Public, Merit & De-Merit Goods




Public goods are defined as products where, for any given output, consumption by additional consumers does not reduce the quantity consumed by existing consumers.

There are very few absolutely public goods, but common examples include law, parks, street-lighting, defence, light-houses etc.

As there is no marginal cost in producing the public goods, it is generally argued that they must be provided free of charge, because otherwise the people who benefit less than the cost of using the public good, will not use it.
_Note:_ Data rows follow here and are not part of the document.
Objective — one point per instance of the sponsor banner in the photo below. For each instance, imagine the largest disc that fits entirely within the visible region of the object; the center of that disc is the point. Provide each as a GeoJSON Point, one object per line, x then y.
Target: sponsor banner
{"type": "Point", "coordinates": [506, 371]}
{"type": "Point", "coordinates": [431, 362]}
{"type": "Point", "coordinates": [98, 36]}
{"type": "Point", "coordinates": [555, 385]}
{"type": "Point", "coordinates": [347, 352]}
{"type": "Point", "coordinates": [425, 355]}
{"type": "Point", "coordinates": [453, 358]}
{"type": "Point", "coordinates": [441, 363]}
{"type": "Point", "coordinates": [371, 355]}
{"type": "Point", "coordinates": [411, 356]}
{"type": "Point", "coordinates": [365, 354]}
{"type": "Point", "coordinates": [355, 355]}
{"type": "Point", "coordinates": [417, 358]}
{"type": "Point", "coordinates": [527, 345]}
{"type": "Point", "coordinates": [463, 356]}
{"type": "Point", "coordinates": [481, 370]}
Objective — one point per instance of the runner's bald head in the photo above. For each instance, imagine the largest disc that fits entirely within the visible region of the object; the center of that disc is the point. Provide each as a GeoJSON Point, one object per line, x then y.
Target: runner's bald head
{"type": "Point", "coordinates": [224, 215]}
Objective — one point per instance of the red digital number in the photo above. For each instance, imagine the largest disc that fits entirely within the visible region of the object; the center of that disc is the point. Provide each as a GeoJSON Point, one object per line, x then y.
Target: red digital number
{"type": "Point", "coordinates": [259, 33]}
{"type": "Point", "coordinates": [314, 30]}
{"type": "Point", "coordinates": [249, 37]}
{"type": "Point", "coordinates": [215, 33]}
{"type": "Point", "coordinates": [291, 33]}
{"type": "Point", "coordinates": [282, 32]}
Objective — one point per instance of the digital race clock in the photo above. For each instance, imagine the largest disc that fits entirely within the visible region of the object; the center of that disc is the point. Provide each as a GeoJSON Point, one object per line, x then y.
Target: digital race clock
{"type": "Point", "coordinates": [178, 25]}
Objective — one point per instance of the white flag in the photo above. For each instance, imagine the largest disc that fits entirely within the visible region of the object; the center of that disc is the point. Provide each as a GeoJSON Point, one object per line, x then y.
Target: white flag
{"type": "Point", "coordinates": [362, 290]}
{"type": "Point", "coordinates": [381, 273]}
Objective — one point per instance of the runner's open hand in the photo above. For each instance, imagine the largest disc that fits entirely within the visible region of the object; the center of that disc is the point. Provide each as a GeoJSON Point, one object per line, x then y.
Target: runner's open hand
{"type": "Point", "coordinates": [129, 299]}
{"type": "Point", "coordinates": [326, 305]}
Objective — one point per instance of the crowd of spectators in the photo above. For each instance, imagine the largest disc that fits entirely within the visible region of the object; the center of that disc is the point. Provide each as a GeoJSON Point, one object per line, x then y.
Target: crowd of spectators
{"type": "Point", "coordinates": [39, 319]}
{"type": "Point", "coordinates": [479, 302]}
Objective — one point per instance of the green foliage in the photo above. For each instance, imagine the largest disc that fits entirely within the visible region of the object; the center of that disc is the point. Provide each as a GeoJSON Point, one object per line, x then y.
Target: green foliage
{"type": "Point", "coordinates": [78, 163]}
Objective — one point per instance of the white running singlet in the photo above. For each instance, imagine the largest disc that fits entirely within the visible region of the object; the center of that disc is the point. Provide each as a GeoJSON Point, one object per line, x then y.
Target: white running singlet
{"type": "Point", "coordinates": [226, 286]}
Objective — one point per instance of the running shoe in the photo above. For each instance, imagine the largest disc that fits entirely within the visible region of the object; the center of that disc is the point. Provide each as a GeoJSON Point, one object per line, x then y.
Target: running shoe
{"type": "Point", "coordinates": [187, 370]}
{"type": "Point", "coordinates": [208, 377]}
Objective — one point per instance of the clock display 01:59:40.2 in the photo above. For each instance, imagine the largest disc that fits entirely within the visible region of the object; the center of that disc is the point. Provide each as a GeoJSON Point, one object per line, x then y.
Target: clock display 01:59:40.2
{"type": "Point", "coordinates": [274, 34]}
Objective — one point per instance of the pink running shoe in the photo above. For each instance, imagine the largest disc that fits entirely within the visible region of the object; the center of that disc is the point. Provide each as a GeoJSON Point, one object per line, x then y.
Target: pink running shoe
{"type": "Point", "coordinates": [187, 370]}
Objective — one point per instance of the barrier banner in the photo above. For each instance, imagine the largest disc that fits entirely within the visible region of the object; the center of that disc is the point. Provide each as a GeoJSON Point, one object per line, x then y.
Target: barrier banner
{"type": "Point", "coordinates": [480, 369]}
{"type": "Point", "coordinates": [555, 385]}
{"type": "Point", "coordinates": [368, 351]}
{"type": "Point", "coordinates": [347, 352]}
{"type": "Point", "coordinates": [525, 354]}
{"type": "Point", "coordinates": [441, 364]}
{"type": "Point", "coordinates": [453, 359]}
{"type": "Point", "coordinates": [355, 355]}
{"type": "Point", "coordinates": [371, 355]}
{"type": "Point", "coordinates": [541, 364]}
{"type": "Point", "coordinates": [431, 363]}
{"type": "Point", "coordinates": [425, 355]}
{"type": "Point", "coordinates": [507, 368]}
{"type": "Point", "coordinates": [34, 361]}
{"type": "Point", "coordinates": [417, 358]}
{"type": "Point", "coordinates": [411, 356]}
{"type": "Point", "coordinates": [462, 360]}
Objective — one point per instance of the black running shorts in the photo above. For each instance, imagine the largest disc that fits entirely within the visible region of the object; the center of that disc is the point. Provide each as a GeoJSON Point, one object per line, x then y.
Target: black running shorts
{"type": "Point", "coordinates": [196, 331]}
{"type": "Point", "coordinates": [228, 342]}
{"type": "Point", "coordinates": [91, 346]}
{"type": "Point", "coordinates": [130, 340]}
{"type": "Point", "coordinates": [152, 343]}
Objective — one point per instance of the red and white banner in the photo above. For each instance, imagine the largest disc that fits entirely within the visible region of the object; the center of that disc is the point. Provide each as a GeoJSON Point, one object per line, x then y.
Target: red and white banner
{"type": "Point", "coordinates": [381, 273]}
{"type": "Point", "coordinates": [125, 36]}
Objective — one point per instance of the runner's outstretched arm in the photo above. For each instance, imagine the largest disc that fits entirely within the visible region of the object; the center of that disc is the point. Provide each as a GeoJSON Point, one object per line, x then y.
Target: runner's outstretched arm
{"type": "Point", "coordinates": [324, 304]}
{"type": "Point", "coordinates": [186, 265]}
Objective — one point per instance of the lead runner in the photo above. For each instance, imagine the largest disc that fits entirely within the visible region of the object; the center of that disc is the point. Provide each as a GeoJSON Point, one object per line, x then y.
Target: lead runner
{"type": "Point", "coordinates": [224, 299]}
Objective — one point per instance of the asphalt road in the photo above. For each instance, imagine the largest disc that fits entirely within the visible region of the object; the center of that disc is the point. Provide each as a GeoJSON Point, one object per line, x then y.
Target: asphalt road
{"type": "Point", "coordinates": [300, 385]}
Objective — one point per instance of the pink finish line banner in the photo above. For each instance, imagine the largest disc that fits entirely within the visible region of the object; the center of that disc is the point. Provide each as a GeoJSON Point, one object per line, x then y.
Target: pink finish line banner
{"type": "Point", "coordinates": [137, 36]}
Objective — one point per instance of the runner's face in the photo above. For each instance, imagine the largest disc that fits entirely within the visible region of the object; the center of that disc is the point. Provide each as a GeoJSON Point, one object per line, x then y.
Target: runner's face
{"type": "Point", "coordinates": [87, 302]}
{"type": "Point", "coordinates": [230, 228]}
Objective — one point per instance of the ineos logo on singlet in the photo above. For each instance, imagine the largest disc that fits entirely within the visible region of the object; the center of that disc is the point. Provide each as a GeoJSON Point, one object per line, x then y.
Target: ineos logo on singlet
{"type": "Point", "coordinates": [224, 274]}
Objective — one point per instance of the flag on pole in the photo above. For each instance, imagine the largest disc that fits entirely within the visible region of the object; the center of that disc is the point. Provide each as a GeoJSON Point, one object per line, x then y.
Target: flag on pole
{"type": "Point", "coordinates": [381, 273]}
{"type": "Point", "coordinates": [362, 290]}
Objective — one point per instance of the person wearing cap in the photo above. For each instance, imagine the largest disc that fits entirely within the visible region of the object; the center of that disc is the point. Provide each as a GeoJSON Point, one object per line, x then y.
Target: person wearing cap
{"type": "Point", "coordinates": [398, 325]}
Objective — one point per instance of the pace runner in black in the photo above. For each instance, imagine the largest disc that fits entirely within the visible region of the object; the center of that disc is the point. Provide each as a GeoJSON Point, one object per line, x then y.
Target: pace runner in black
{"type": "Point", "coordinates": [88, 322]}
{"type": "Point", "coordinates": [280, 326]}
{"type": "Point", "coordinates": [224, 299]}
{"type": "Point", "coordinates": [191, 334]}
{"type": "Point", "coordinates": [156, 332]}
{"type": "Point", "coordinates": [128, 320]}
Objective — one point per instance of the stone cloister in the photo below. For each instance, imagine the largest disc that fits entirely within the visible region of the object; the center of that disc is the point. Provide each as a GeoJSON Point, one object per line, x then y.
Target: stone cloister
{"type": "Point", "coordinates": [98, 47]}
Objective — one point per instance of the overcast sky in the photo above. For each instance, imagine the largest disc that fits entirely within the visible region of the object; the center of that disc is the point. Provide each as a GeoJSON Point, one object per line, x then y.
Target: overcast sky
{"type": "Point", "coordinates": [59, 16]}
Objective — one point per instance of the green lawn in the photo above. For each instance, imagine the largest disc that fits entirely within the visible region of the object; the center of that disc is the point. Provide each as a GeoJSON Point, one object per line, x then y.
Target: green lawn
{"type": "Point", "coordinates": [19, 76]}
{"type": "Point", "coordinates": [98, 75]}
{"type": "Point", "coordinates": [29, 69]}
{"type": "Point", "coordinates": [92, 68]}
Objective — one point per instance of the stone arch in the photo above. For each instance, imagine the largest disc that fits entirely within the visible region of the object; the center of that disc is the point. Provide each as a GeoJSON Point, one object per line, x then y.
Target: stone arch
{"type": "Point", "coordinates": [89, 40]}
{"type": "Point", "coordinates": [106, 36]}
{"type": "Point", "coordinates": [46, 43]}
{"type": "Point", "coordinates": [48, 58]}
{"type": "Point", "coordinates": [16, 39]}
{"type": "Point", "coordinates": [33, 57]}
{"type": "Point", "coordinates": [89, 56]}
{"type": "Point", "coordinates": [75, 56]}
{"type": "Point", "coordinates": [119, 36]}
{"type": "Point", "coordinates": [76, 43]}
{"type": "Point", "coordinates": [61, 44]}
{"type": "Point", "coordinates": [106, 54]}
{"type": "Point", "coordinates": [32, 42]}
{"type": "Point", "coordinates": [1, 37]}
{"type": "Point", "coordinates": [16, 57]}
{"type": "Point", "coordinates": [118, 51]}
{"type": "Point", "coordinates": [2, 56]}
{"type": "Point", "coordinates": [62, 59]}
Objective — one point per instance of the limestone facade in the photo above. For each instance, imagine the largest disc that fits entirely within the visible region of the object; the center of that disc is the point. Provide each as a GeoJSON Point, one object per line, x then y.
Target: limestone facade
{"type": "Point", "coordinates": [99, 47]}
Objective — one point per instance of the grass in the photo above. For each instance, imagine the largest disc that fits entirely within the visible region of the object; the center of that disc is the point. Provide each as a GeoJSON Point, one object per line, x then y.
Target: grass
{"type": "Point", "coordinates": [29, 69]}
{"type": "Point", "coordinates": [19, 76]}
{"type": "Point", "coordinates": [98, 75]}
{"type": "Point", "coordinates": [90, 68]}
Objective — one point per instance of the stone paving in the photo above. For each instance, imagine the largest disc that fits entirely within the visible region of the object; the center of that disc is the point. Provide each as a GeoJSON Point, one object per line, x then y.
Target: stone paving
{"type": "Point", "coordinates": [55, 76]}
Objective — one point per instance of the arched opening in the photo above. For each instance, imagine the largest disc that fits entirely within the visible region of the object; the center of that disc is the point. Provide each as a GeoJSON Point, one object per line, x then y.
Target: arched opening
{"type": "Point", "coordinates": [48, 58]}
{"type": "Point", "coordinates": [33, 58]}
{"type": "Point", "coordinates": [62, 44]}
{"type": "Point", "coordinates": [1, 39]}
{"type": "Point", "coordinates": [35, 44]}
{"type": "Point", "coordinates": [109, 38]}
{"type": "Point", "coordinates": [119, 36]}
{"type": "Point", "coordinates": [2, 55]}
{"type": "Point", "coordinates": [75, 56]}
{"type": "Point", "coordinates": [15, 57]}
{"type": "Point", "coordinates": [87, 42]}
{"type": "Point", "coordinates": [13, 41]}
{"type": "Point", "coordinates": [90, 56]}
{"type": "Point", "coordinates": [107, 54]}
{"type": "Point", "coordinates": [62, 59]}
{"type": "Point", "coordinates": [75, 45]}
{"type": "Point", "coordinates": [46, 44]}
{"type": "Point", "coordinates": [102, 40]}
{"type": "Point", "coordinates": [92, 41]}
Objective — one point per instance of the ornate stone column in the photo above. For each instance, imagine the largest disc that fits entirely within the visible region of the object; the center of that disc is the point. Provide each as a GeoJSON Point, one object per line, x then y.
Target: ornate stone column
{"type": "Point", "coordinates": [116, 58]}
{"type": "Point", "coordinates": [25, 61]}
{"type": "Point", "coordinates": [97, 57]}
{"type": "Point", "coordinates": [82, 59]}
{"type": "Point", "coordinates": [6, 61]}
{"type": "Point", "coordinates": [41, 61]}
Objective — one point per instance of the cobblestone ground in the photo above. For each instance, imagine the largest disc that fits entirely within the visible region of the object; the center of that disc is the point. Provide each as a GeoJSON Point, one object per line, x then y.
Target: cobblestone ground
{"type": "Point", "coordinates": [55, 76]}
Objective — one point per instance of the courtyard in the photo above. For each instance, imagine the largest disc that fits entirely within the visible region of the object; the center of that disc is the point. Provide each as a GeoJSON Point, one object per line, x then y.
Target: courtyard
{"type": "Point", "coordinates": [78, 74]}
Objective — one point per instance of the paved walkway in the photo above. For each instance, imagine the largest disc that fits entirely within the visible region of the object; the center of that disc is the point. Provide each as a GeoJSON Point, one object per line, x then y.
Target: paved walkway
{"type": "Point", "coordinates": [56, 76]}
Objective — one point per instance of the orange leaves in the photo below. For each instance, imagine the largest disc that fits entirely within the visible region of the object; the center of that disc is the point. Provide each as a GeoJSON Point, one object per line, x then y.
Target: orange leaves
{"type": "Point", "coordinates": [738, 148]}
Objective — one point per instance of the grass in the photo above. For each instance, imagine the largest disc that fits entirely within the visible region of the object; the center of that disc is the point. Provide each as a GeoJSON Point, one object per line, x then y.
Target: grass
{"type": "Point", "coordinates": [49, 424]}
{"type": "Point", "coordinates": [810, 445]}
That will lead to a loss of welfare.

Also the goods are mostly non-excludable, that means that if once provided everybody can use them, which when charged will lead to the "Free Rider effect". So these goods will not be provided by free markets as there is no way to charge for the usage, the solution is, that state must provide these goods and finance them from taxes collected from everybody.



Merit goods on the other hand are products generally not distributed by means of the price system, but based on merit or need, because people although having perfect knowledge would buy the wrong amount of them. These goods can be supplied by free market, but not on the right quantity.

Merit goods are, for example, education and to some extent the health-care. They are provided by state and are deemed beneficial to society.

In many cases, these goods are subsidised by governments in an effort to increase consumption.

De-Merit goods - A good which is considered unhealthy or damaging in some way (Detrimental to society).

A demerit good can be physically harmful (cigarettes), mentally harmful (gambling), or morally harmful (prostitution).

In many cases, demerit goods are subject to additional taxes in an effort to reduce consumption; these taxes are frequently known as sin taxes.